Il est inutile de s’arrêter longtemps devant la première question. En effet, rien ne laisse croire que les Etats-Unis, en particulier sous l’Administration actuelle, ont un jour décidé d’exercer une pression réelle sur les régimes dictatoriaux alliés aux Etats-Unis dans le monde arabo-musulman pour les convaincre d’opter pour la démocratie. Washington sait parfaitement que le résultat du transfert vers la démocratie sera la chute de ces mêmes régimes. Et les Etats-Unis ne peuvent en assumer le prix.
Nous en arrivons à la seconde partie de la question concernant l’exploitation du terme de démocratie pour servir les objectifs politiques intérieurs et extérieurs des Etats-Unis. Cette réalité est devenue de plus en plus claire sous l’Administration actuelle qui s’est même élargie dans l’exploitation de la démocratie comme prétexte moral à ses aventures militaires.
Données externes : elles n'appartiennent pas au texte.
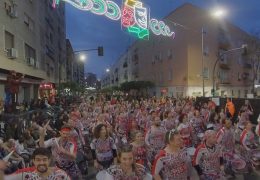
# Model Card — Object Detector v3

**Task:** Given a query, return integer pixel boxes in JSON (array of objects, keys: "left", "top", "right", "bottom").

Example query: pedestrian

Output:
[
  {"left": 0, "top": 148, "right": 71, "bottom": 180},
  {"left": 97, "top": 144, "right": 152, "bottom": 180},
  {"left": 39, "top": 123, "right": 82, "bottom": 179},
  {"left": 90, "top": 124, "right": 117, "bottom": 170},
  {"left": 152, "top": 129, "right": 192, "bottom": 180}
]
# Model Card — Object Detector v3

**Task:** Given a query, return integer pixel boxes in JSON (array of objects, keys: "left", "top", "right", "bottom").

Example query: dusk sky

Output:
[{"left": 66, "top": 0, "right": 260, "bottom": 78}]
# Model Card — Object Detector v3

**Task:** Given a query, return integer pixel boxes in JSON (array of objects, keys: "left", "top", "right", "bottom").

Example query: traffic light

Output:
[{"left": 98, "top": 46, "right": 104, "bottom": 56}]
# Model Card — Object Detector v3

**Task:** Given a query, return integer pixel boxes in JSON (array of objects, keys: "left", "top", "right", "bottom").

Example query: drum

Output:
[
  {"left": 187, "top": 147, "right": 196, "bottom": 157},
  {"left": 251, "top": 149, "right": 260, "bottom": 169},
  {"left": 231, "top": 157, "right": 248, "bottom": 174},
  {"left": 96, "top": 170, "right": 106, "bottom": 180},
  {"left": 197, "top": 133, "right": 204, "bottom": 141}
]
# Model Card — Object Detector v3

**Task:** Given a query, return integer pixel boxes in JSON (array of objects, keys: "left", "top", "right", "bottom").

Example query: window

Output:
[
  {"left": 167, "top": 49, "right": 172, "bottom": 59},
  {"left": 24, "top": 13, "right": 34, "bottom": 31},
  {"left": 25, "top": 44, "right": 36, "bottom": 60},
  {"left": 203, "top": 46, "right": 209, "bottom": 56},
  {"left": 203, "top": 67, "right": 209, "bottom": 79},
  {"left": 5, "top": 31, "right": 14, "bottom": 49},
  {"left": 50, "top": 33, "right": 53, "bottom": 44},
  {"left": 168, "top": 69, "right": 172, "bottom": 81},
  {"left": 24, "top": 13, "right": 30, "bottom": 26},
  {"left": 159, "top": 72, "right": 163, "bottom": 82}
]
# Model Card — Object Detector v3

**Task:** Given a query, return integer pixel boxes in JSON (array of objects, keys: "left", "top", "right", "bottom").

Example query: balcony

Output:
[
  {"left": 219, "top": 59, "right": 230, "bottom": 70},
  {"left": 123, "top": 62, "right": 128, "bottom": 68},
  {"left": 219, "top": 78, "right": 231, "bottom": 85},
  {"left": 243, "top": 63, "right": 252, "bottom": 69},
  {"left": 218, "top": 31, "right": 230, "bottom": 49}
]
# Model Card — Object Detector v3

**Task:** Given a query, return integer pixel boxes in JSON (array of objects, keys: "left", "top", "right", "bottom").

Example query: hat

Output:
[
  {"left": 257, "top": 114, "right": 260, "bottom": 122},
  {"left": 207, "top": 123, "right": 214, "bottom": 130},
  {"left": 204, "top": 130, "right": 215, "bottom": 140}
]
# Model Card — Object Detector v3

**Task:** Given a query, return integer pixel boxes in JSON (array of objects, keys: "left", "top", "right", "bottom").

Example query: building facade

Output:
[
  {"left": 66, "top": 39, "right": 85, "bottom": 86},
  {"left": 102, "top": 3, "right": 254, "bottom": 97},
  {"left": 0, "top": 0, "right": 66, "bottom": 102},
  {"left": 85, "top": 73, "right": 97, "bottom": 88}
]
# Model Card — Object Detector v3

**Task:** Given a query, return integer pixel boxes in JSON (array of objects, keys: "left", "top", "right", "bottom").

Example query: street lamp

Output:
[
  {"left": 201, "top": 8, "right": 226, "bottom": 97},
  {"left": 79, "top": 54, "right": 86, "bottom": 62},
  {"left": 212, "top": 44, "right": 247, "bottom": 97},
  {"left": 211, "top": 8, "right": 227, "bottom": 18}
]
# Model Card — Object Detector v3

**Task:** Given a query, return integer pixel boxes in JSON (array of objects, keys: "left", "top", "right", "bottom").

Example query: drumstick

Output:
[{"left": 3, "top": 151, "right": 14, "bottom": 162}]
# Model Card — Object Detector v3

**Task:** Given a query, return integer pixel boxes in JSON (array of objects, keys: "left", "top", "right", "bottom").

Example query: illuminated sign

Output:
[
  {"left": 52, "top": 0, "right": 175, "bottom": 39},
  {"left": 121, "top": 0, "right": 149, "bottom": 39}
]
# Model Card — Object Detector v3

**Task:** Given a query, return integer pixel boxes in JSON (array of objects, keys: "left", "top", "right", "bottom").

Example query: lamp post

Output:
[
  {"left": 212, "top": 44, "right": 247, "bottom": 97},
  {"left": 201, "top": 27, "right": 205, "bottom": 97},
  {"left": 201, "top": 8, "right": 226, "bottom": 97},
  {"left": 58, "top": 46, "right": 104, "bottom": 95}
]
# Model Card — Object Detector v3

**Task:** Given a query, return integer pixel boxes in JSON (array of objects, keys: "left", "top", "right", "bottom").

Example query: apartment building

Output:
[
  {"left": 66, "top": 39, "right": 85, "bottom": 85},
  {"left": 102, "top": 3, "right": 254, "bottom": 97},
  {"left": 0, "top": 0, "right": 66, "bottom": 102}
]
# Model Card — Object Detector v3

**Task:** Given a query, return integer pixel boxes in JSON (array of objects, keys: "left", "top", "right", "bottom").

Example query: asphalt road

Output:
[{"left": 84, "top": 167, "right": 260, "bottom": 180}]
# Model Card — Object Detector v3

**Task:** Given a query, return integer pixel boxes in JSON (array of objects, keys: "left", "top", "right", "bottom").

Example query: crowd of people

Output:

La guerre contre l’Iraq constitue un exemple classique qui montre à quel point Bush a eu recours à l’acceptation internationale du principe de la démocratie comme objectif noble pour justifier son invasion de l’Iraq. L’Administration Bush continue à refuser de reconnaître que les forces américaines en Iraq sont des forces d’occupation, assurant qu’elles jouent un rôle de libération, une tendance qui s’est renforcée du fait que Washington n’a pas réussi à prouver l’existence d’armes de destruction massive en Iraq.
Il est important de signaler que l’expérience américaine a dévoilé une réalité arabe attristante : l’instauration d’un régime démocratique réel, même avec la chute du régime de dictature, est une chose très difficile qui implique des dangers de démantèlement et de conflits intérieurs, et peut-être même de guerre civile.
Or, l’Administration américaine ne peut renoncer totalement, même de manière théorique, à l’idée de la propagation de la démocratie dans le monde comme partie de son programme politique étranger. Et les causes sont claires. Premièrement, brandir le bâton de la démocratie au visage des gouvernements arabes, y compris les alliés, réalise des gains importants et rend ces gouvernements plus flexibles face aux réclamations américaines.
Et rien n’empêche, selon les règles du jeu que connaissent les deux parties, que les Etats-Unis exercent des pressions sur un certain régime sans que ceci ne cause de grande gêne pour le régime ou l’expose à de graves problèmes.
Nous savons que l’année dernière, les Etats-Unis ont consacré 1,2 milliard de dollars pour le renforcement des droits de l’homme et de la démocratie dans le monde. L’Administration américaine publie un rapport annuel sur les violations des droits de l’homme, lequel adresse de nombreuses critiques à ses alliés. Mais la rigueur de ces critiques ne peut être comparée à celle des critiques adressées aux ennemis, même si les violations des droits de l’homme sont les mêmes dans les deux cas. De plus, les sanctions imposées aux Etats ennemis sous prétexte de violation à la démocratie n’ont rien à voir avec les « pressions douces » exercées contre les Etats amis qui commettent les mêmes violations, voire peut-être plus.